“After an analysis, we are in a position to say that our information coincides with the results of the CNE,” Carter said, adding that the results are in favor of Chavez. The latest CNE total vote of the recall referendum is 57.42 % in favor of keeping Chavez in office and 42.58 % for the opposition and to recall Chavez, with more than 90 per cent of the total vote counted.

Cesar Gaviria, former President of Colombia and the lead observer for the Organization of American States (OAS) also reiterated Carter’s conclusions and refuted widespread reports from the opposition of electoral fraud. “We have not found fraud in the process,” Gaviria said, “and we are convinced that if there is a recount, the number will turn out to be the same number of the CNE,” Gaviria said.
Like Carter, Gaviria congratulated the people of Venezuela and hoped that different members of political stripes could cooperate in the future.

Leading members of the opposition have claimed widespread fraud early this morning after rejecting official referendum results announced by the CNE that showed a victory for Chavez. Henry Ramos Allup, of the opposition coalition Democratic Coordinator, supported two CNE directors, who dissented from the electoral council majority, claiming they were left out of the totaling process. According to Allup, the “Si” side won the election with 59 per cent of the vote, with the “No” side at 40 per cent. He did not specify how they reached this result.

However Carter explained that he was in the same room with the five directors of the CNE reviewing the total number of votes. Gaviria clarified that no one was actually part of the totaling process because of the complexity of the programs involved. The head of the OAS delegation explained, as did Carter several times through the conference, that the organizations have a Quick Count method to make sure their numbers coincide with those numbers of the CNE.

According to both officials, their numbers match. The second method in this election to eliminate the possibility of fraud, Carter explained, is to count the print-outs that voters received as proof of their participation in the referendum. Later, as part of the audit, a sample of voting tables will be selected, whose paper ballots will be counted and compared with the electronic tally.

Carter said that the method used by his Atlanta-based organization and that followed by the OAS ensures that there can be no fraud in this election and said this method has been used in other countries where the organization has acted as observers for elections.

According to Carter, the OAS and his organization had invited all of the private media to a private conversation in which they presented their conclusions late last night. Presumably, as a consequence, the private broadcast media played down the fraud accusations of the opposition the next morning.

In response to a question about how he reconciles the opposition’s claims of fraud with the his organization’s results, Carter responded that “All Venezuelans should accept the results, unless the results are wrong, and we have not received any evidence for that.”
Carter also made it clear that Sumate, an organization with close ties to the opposition, also handed in their own quick count that matched the numbers of the CNE. It was the organization’s exit polls, which led opposition leaders to believe that they were ahead in the vote 60 to 40 and to subsequently deny the validity of the CNE result.

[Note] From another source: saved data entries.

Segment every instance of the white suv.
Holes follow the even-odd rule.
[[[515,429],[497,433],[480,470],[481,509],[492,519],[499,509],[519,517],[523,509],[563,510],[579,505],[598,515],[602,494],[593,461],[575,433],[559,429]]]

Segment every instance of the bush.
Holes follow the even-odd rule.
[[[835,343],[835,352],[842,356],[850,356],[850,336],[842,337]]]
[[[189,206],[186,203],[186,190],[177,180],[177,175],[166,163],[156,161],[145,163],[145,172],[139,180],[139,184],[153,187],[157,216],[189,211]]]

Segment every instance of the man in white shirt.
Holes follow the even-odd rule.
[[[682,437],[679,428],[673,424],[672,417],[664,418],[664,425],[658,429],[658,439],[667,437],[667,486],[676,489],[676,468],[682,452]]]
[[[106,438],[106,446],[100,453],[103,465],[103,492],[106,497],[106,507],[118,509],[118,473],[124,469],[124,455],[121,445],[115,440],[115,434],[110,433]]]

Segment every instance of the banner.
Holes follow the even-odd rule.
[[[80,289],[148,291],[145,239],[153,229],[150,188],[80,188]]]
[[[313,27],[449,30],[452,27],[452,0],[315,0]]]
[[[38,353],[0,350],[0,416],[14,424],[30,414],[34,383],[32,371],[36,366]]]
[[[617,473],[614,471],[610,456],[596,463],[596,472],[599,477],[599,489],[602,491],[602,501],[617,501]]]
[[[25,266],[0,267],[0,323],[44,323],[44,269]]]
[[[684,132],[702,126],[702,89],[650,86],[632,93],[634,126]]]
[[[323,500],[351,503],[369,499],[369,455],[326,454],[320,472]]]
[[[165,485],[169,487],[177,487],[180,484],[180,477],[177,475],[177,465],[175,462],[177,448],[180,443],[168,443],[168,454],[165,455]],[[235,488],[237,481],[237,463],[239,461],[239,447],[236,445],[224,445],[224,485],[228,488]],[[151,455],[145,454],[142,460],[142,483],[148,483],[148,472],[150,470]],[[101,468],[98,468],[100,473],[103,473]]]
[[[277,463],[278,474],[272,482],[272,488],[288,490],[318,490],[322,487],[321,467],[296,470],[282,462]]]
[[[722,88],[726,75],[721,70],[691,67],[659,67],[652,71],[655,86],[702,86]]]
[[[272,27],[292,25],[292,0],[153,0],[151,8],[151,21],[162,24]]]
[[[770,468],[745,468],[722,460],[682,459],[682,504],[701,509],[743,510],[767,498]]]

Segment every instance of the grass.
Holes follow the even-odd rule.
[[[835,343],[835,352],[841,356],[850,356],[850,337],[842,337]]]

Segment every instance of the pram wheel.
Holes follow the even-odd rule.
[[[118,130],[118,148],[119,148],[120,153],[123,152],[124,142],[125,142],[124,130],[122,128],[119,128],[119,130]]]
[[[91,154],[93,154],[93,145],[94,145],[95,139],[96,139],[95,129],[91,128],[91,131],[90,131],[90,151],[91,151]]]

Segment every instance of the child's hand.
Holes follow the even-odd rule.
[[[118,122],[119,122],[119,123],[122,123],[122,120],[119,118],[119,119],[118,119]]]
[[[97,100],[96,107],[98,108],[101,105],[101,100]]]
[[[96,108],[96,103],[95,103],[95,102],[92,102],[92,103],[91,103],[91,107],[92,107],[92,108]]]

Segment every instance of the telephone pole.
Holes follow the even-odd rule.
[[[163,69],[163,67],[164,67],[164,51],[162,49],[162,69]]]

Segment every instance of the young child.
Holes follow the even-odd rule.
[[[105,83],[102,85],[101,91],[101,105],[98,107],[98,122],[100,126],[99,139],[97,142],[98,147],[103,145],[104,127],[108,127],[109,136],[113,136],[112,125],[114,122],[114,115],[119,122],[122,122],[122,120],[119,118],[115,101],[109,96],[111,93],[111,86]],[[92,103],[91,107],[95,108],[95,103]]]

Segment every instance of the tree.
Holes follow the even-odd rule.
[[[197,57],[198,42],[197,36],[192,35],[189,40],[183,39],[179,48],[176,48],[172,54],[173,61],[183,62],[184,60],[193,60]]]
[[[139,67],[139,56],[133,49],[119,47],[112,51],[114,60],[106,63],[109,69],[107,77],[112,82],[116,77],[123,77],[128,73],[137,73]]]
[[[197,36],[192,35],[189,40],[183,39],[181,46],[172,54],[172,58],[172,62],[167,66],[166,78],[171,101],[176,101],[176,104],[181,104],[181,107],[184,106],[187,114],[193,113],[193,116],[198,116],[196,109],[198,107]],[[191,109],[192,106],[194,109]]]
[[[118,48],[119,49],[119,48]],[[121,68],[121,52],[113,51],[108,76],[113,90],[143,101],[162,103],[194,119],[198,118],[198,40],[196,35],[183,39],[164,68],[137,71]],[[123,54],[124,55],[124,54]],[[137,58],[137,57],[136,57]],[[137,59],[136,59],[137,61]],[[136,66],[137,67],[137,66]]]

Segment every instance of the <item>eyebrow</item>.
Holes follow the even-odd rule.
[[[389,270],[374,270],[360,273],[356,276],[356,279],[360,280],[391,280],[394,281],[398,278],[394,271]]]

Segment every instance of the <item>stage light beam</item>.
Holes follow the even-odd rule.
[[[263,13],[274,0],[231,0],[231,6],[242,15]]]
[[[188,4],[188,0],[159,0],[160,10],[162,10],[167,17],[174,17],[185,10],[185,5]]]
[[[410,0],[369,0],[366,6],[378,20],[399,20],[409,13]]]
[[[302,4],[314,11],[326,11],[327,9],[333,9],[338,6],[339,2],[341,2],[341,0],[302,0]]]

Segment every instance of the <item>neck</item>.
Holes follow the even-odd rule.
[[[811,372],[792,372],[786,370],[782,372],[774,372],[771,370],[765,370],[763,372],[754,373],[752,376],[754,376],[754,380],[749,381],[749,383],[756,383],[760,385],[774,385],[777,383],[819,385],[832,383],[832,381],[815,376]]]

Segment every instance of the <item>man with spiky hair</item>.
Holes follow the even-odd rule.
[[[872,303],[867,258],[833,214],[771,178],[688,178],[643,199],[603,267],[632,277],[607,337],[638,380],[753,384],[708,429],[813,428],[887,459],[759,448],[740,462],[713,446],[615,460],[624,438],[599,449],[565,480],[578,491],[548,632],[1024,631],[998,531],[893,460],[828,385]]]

In a press conference held shortly after that of the Carter Center and of the OAS, Sumate faced the press, saying that they still had “serious doubts” that the results the electoral council presented reflect the will of the voters. According to the organization’s spokespersons, María Corina Machado, Alejandro Plaz, and Luis Enrique Palacios, suggesting that the voting machines did not reflect the voters’ will. That is, the fraud, according to them did not lie with the transmission of the voting data, but in its collection. However, they did not provide any proof for this hyopthesis other than their exit polls, whose methodology they did not reveal.